Base modules#

BaseDataset#

class ice.base.BaseDataset(num_chunks=None, force_download=False)[source]#

Bases: ABC

Base class for datasets.

Parameters:

num_chunks (int) – If given, download only num_chunks chunks of data. Used for testing purposes.
force_download (bool) – If True, download the dataset even if it exists.

set_name_public_link()[source]#: This method has to be implemented by all children. Set name and public link.

BaseModel#

class ice.base.BaseModel(window_size: int, stride: int, batch_size: int, lr: float, num_epochs: int, device: str, verbose: bool, name: str, random_seed: int, val_ratio: float, save_checkpoints: bool)[source]#

Bases: ABC

Base class for all models.

Parameters:

window_size (int) – The window size to train the model.
stride (int) – The time interval between first points of consecutive sliding windows in training.
batch_size (int) – The batch size to train the model.
lr (float) – The larning rate to train the model.
num_epochs (float) – The number of epochs to train the model.
device (str) – The name of a device to train the model. cpu and cuda are possible.
verbose (bool) – If true, show the progress bar in training.
name (str) – The name of the model for artifact storing.
random_seed (int) – Seed for random number generation to ensure reproducible results.
val_ratio (float) – Proportion of the dataset used for validation, between 0 and 1.
save_checkpoints (bool) – If true, store checkpoints.
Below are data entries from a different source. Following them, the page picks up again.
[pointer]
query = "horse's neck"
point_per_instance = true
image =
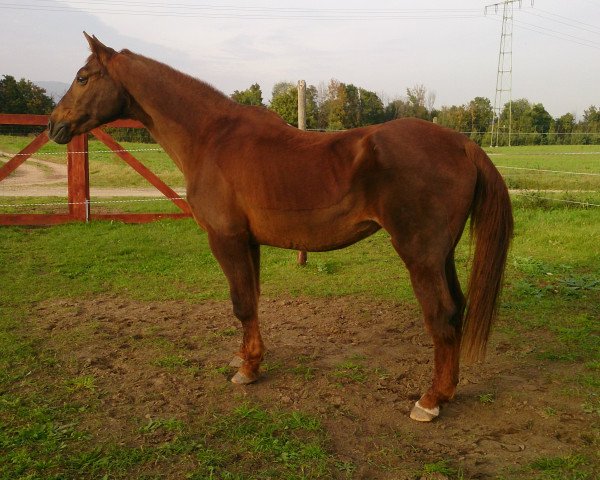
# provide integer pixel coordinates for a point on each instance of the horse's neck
(175, 108)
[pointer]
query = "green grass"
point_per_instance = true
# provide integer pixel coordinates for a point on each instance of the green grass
(551, 300)
(558, 158)
(106, 168)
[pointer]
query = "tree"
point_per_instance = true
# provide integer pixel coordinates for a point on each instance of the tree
(250, 96)
(480, 117)
(284, 101)
(371, 108)
(23, 97)
(418, 101)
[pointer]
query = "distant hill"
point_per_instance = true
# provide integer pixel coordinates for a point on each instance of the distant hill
(53, 89)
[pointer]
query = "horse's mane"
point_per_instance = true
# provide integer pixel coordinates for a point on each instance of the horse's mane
(180, 78)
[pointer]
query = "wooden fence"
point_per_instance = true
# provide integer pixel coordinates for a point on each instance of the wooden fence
(78, 177)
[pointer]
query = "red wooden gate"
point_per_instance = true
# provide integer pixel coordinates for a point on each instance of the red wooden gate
(78, 177)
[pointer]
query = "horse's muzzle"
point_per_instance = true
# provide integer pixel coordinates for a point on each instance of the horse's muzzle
(60, 132)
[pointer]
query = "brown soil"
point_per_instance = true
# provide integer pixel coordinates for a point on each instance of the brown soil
(508, 412)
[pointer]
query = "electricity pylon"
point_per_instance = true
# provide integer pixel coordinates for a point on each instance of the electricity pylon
(504, 75)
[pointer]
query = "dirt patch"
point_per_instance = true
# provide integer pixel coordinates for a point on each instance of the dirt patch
(357, 365)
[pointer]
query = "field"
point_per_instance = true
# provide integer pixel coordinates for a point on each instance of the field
(114, 343)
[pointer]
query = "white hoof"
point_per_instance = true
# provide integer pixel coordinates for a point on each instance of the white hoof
(422, 414)
(241, 379)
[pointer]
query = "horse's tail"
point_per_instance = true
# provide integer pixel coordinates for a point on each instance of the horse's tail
(492, 228)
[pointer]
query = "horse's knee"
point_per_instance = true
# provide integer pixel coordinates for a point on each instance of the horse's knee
(244, 307)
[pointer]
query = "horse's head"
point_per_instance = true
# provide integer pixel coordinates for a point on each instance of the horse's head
(93, 99)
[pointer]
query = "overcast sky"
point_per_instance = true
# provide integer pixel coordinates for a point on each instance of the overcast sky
(382, 45)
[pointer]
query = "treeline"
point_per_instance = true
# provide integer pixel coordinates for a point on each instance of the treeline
(338, 106)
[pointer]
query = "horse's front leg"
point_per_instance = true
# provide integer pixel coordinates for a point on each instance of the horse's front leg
(239, 260)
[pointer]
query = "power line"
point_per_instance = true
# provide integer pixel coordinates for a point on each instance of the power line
(541, 30)
(571, 22)
(153, 9)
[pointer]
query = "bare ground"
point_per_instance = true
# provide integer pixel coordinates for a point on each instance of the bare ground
(357, 365)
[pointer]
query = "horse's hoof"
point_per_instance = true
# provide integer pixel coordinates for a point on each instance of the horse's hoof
(236, 362)
(241, 379)
(422, 414)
evaluate(df: DataFrame, target: Series) → dict[source]#

Evaluate the metrics: accuracy.

Parameters:

df (pandas.DataFrame) – A dataframe with sensor data. Index has two columns: run_id and sample. All other columns a value of sensors.
target (pandas.Series) – A series with target values. Indes has two columns: run_id and sample.

Returns:

A dictionary with metrics where keys are names of metrics and: values are values of metrics.

Return type:

dict

fit(df: DataFrame, target: Optional[Series] = None, epochs: Optional[int] = None, save_path: Optional[str] = None, trial: Optional[Trial] = None, force_model_ctreation: bool = False)[source]#

Fit (train) the model by a given dataset.

Parameters:

df (pandas.DataFrame) – A dataframe with sensor data. Index has two columns: run_id and sample. All other columns a value of sensors.
target (pandas.Series) – A series with target values. Index has two columns: run_id and sample. It is omitted for anomaly detection task.
epochs (int) – The number of epochs for training step. If None, self.num_epochs parameter is used.
save_path (str) – Path to save checkpoints. If None, the path is created automatically.
trial (optuna.Trial, None) – optuna.Trial object created by optimize method.
force_model_ctreation (bool) – force fit to create model for optimization study.
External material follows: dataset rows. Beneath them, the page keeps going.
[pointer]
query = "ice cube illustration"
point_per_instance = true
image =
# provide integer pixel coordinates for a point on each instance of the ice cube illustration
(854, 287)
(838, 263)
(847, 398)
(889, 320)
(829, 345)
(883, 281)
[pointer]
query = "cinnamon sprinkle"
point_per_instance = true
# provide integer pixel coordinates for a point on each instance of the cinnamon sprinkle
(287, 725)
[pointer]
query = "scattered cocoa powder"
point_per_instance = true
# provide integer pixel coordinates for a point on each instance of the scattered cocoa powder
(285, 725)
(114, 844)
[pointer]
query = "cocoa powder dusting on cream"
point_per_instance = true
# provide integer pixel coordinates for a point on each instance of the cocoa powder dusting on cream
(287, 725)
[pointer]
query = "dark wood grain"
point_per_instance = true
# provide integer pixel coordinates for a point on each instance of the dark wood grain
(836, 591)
classmethod from_config(cfg: Config)[source]#

Create instance of the model class with parameters from config.

Parameters:: cfg (Config) – A config with model’s parameters.
Returns:: Instance of BaseModel child class initialized with parameters from config.
Return type:: BaseModel

load_checkpoint(checkpoint_path: str)[source]#

Load checkpoint.

Parameters:: checkpoint_path (str) – Path to load checkpoint.
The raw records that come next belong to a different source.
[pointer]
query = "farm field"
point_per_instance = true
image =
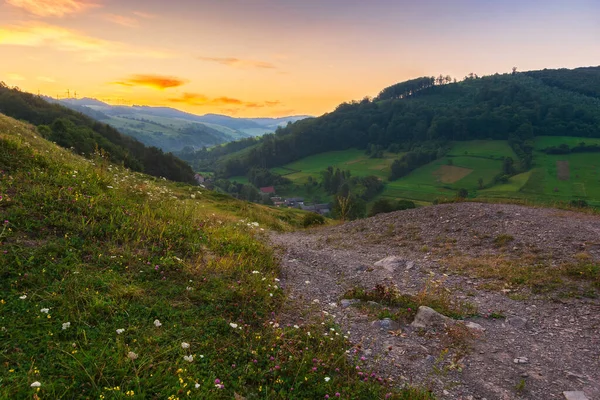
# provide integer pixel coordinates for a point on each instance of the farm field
(541, 142)
(463, 167)
(354, 160)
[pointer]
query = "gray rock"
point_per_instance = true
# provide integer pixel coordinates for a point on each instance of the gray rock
(474, 326)
(575, 396)
(429, 318)
(387, 324)
(517, 322)
(348, 302)
(390, 263)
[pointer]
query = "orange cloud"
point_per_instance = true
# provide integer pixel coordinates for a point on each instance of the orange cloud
(39, 34)
(153, 81)
(145, 15)
(122, 20)
(196, 99)
(239, 63)
(52, 8)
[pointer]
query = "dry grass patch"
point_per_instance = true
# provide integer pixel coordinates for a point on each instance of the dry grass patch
(581, 277)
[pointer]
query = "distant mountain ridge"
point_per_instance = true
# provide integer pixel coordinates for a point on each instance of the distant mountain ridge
(173, 130)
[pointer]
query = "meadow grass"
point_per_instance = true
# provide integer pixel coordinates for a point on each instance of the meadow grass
(118, 285)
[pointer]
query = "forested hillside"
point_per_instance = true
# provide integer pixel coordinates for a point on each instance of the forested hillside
(421, 115)
(71, 129)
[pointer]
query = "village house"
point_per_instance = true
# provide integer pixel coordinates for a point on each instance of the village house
(268, 190)
(318, 208)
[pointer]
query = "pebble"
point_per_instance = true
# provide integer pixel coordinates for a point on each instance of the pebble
(575, 396)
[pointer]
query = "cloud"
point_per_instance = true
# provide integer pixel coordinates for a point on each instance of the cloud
(154, 81)
(52, 8)
(239, 63)
(122, 20)
(40, 34)
(196, 99)
(16, 77)
(145, 15)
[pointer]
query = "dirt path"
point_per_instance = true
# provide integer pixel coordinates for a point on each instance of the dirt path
(535, 347)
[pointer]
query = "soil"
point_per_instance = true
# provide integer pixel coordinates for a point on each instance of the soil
(535, 346)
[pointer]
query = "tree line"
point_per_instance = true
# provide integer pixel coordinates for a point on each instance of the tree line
(514, 107)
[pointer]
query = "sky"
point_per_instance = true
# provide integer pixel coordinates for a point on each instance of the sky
(251, 58)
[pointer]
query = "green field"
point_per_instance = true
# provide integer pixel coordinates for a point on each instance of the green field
(356, 161)
(463, 167)
(541, 142)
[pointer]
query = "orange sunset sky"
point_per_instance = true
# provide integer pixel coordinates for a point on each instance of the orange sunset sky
(279, 57)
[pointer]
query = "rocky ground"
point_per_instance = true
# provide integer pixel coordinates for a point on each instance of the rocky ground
(537, 342)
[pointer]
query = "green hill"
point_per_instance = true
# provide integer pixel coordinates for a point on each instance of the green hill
(118, 285)
(71, 129)
(431, 137)
(173, 130)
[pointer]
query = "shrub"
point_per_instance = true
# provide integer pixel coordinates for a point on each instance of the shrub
(312, 219)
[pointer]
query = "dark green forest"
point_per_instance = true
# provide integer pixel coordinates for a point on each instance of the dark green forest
(412, 115)
(71, 129)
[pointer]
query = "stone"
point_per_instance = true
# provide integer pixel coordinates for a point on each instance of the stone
(387, 324)
(517, 322)
(575, 396)
(429, 318)
(474, 326)
(348, 302)
(390, 263)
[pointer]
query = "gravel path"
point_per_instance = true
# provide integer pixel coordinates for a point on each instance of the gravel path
(556, 338)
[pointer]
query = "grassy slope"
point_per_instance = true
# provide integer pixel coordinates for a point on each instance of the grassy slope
(87, 248)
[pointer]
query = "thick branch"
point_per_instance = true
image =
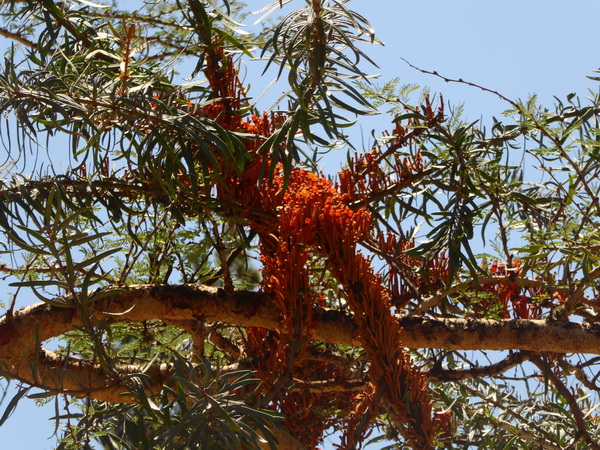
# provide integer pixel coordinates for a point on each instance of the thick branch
(21, 333)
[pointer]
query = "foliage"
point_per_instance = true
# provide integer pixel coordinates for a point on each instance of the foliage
(142, 186)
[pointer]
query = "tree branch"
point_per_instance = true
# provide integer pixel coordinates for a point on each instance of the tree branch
(22, 333)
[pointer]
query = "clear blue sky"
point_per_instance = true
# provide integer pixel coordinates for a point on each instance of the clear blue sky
(517, 47)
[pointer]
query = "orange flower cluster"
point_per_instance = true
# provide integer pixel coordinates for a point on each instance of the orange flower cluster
(508, 292)
(314, 216)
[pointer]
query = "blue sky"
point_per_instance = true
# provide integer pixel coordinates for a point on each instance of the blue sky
(517, 47)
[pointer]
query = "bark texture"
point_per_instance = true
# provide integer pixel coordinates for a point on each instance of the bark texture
(23, 332)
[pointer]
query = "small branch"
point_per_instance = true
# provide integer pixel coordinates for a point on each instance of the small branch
(571, 400)
(461, 81)
(512, 360)
(17, 38)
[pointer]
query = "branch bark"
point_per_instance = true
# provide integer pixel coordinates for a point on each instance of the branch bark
(22, 333)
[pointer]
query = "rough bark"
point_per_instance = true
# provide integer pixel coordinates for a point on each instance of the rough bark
(23, 331)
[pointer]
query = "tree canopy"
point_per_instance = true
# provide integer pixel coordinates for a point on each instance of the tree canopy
(196, 279)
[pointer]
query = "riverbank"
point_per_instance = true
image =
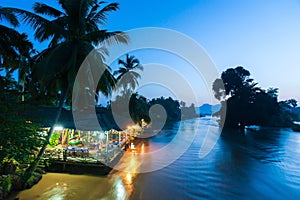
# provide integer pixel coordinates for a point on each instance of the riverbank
(12, 183)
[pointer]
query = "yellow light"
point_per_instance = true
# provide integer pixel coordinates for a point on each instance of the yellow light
(58, 128)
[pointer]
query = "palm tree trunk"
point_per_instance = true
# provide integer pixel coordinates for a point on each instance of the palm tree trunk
(29, 171)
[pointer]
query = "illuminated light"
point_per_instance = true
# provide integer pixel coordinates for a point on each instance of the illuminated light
(128, 178)
(58, 128)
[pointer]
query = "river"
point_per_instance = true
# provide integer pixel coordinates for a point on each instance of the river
(254, 165)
model_param_estimation()[source]#

Calculate number of self.model parameters, mean and std for inference time

Returns:

A tuple containing the number of parameters in the: model and the mean and standard deviation of model inference time.

Return type:

tuple

optimize(df: DataFrame, target: Optional[Series] = None, optimize_parameter: str = 'batch_size', optimize_range: tuple = (128, 256), direction: str = 'minimize', n_trials: int = 5, epochs: Optional[int] = None, optimize_metric: Optional[str] = None)[source]#

Make the optuna study to return the best hyperparameter value on validation dataset

Parameters:

df (pd.DataFrame) – DataFrame to use method fit
optimize_parameter (str, optional) – Model parameter to optimize. Defaults to ‘batch_size’.
optimize_range (tuple, optional) – Model parameter range for optuna trials. Defaults to (128, 256).
n_trials (int, optional) – number of trials. Defaults to 5.
target (pd.Series, optional) – target pd.Series to use method fit. Defaults to None.
epochs (int, optional) – Epoch number to use method fit. Defaults to None.
optimize_metric (str) – Metric on validation dataset to use as a target for hyperparameter optimization.
direction (str) – “minimize” or “maximize” the target for hyperparameter optimization

predict(sample: Tensor) → Tensor[source]#

Make a prediction for a given batch of samples.

Parameters:: sample (torch.Tensor) – A tensor of the shape (B, L, C) where B is the batch size, L is the sequence length, C is the number of sensors.
Returns:: A tensor with predictions of the shape (B,).
Return type:: torch.Tensor

save_checkpoint(save_path: Optional[str] = None)[source]#

Save checkpoint.

Parameters:: save_path (str) – Path to save checkpoint.